The party functions as a pressure chamber for hierarchy, a room of wolves and sheep where the roles are understood before anyone speaks. Becky finds herself edged out of sight line after sight line, present yet peripheral. The portrait of this milieu favors bright, cutting exaggeration over fine psychological shading, a high-definition caricature that exposes the hollowness behind the lacquered surfaces.
Aesthetic Command and Structural Dissonance
Ondine Viñao’s control of craft gives the feature a gleaming finish. Production design draws clean borders around the characters’ worlds. Stacy inhabits a mansion rendered as a cavernous pink and purple showpiece, a space that calls to mind a John Singer Sargent painting.
Becky’s life sits in a dingy, roach-ridden flat under Brooklyn Bridge. The camera roves through the estate to register scale, and lighting tucks intrigue into shadowed corners where secret exchanges can occur. The images reach a fevered clarity in the final wish sequence.
The film unfolds across six titled chapters, including Second Place and Entirely Predictable But Still Heartbreaking. This segmented approach meets a pacing problem that leaves stretches of slack, a feeling that the piece began as something shorter.
Flashpoints of inspired chaos cut through the drag, with a club sequence that jolts the rhythm and a precise musical sense that threads the rooms. The soundtrack ranges from the melancholy Where Have All The Flowers Gone to a sharp INXS needle-drop. Jim Williams underscores the spiral with a harpsichord-led score that grants a baroque edge to the rising frenzy.
Disparate Styles and Undeveloped Rivalry
Performance styles pull in different directions. Chloe Cherry leans into cartoon precision, shaping Stacy as a pouty, petulant study in surface. Anya Chalotra tempers Becky with a quiet register that reads as lived-in, a watcher who crosses the party with wry amusement and low-burn disdain. The gap between these modes, amplified by the Peterson grotesques around them, creates jarring tonal shifts that also underline class distance.
The ensemble around them lands with authority.

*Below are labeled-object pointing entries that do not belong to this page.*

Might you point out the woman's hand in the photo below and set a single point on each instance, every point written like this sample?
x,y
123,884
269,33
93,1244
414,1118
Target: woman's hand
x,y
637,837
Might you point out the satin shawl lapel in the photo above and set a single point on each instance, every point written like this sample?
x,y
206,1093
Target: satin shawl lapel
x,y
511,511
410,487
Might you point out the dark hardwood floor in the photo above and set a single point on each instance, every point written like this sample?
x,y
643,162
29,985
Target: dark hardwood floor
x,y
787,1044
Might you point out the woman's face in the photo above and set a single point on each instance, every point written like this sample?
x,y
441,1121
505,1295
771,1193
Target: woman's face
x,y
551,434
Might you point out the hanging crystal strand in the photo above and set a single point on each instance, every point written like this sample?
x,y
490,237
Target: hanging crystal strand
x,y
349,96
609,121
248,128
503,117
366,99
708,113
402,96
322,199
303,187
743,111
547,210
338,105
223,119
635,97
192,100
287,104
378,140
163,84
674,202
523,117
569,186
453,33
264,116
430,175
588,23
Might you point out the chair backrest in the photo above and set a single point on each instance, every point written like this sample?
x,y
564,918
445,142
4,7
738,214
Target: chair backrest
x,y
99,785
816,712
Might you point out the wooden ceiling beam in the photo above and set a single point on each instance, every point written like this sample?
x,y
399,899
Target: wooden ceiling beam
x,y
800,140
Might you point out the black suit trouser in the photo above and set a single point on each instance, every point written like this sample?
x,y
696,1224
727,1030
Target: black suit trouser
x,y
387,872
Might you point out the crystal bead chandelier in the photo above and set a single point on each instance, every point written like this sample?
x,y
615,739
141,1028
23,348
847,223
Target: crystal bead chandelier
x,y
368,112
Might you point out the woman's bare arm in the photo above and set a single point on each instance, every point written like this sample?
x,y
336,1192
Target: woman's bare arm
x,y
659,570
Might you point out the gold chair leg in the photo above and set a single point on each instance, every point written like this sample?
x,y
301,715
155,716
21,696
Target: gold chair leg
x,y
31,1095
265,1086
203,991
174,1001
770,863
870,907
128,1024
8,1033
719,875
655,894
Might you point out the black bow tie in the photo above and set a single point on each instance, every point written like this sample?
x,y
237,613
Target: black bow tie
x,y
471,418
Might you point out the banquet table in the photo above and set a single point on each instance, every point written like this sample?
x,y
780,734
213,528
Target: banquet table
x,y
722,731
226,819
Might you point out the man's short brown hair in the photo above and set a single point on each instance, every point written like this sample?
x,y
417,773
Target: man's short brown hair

Ralph Ineson anchors The Genie with a gravelly threat tailored to the figure, an energy that stamps his scenes even with limited screen time. Taz Skylar, as Chadwick, supplies slick charm that holds firm without parody. Joseph Millson, as Mark, Becky’s father, proves persuasive in the sharp turn from warmth to obsequious eagerness in the company of millionaires.
The core conflict between Stacy and Becky, however, rarely gathers the density it seeks. They read as emblematic figures of privilege and precarity who harbor a mutual dislike, rather than as rivals whose history pushes them toward an inevitable collision. The magical endpoint lands with less force than the film prepares for, a finale that feels partially unearned given how thinly their antagonism develops across the night.
Two Neighbors is a 2025 dark comedy and satire directed by Ondine Viñao. The film had its world premiere in competition at the Edinburgh International Film Festival (EIFF) in 2025. Following its festival circuit run, the film is expected to secure a broader distribution, likely through a theatrical release or acquisition by a major streaming platform, but details on where to watch it currently depend on its eventual release deal.
Credits
Director: Ondine Viñao
Writers: Ondine Viñao, Jordan Johnson
Producers and Executive Producers: Ivy Freeman-Attwood, Sean Croft, Kian Benjamin, Brendan Brulon, Briar McQuilkin, Jordan Johnson
Cast: Anya Chalotra, Chloe Cherry, Ralph Ineson, Taz Skylar, William Hope, Jake Simmance, Zoe Telford, Joseph Millson
Director of Photography (Cinematographer): David Wright
Editors: Sam Sneade
Composer: Jim Williams
The Review
Two Neighbours
Ondine Viñao's debut is a visually stunning, aggressive satire that successfully modernizes an ancient fable. Its technical execution is remarkable, featuring bold production design and sharp visual flourishes. The film's energy, however, often suffers from inconsistent pacing and structural drag, making the viewing experience uneven. While the performances are vivid, the core rivalry between Stacy and Becky lacks the sustained emotional depth needed to fully justify the final dramatic conclusion. It delivers striking cultural critique and confident direction, making it an ambitious work despite its flaws.
PROS
- Highly polished visuals and confident direction from Viñao.
- Sharp aesthetic contrast in production design (mansion vs. flat).
- Effective critique of privilege, ambition, and online resentment.
- Excellent, memorable turns from Ralph Ineson and Joseph Millson.
CONS
- The film occasionally drags and feels structurally long.
- The central rivalry between the leads lacks necessary depth.
- Performance styles of the lead actors and supporting cast do not always mesh.
- Focus on certain story threads is occasionally lost.